Take this information and multiply it by about 1,000 to get the idea of how a closeted gay player might feel. Come on to a teammate? Good grief, that’s never ever going to happen. And in the situation that it did, which I do not foresee, how hard would it be for someone to say, “No thanks, I’m not gay.” Not a difficult task. I’m happy to announce that the time when a pro player is going to have to carry mace in the locker room is not nearing.

I guarantee you gay athletes would gladly take almost any alternative to spending time in a locker room or shower, so long as they could do their jobs as players, feel like part of a team, and avoid nasty scrutiny. Every such player’s fear is to be singled out. Think of all the time that person has spent getting to where they are, an elite athlete. Do you think these people are just waiting for the right moment to act inappropriately with a teammate? All these years of effort to get to the top of their sport, and it’s all been a ruse to get in a position to shower with men and get their jollies? Not likely.

So why does this argument surface, again and again, by folks like Goldberg and others, who will say “I’m not homophobic, but I wouldn’t want to shower with a gay teammate?”

It surfaces because it’s easier than the truth. The truth for many of these people is that dealing with homosexuals in sports makes them uncomfortable. It’s a confusing issue, and it’s one that needs to be discussed and understood.

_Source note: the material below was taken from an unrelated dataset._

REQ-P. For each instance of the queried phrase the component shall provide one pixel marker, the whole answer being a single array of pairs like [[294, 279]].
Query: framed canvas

I’ll tell you what. Let’s advance the topic beyond the silliness of the shower episode, and I’ll happily tell you about the things that really concern me about being gay in sports. I’ll tell you about my fears of never truly fitting in, my concerns about violence, some crazy person harming me or my family because of who I am.

I’ll even open up to you and tell you about my own self doubt at moments, about feeling unsure that gays will ever be accepted, and therefore the corresponding worry that maybe I’m wrong, that as much as it feels like this is who I am, maybe I’ve made some decision somewhere along the way and it was the wrong one. I don’t think this all the time, but sometimes, as I lay in bed awake at night pondering the universe, these thoughts cross my mind. They’re difficult and not things I like to talk about, but at least they’re more to the point when it comes to being gay in professional sports than they idea that I may attack you in the shower.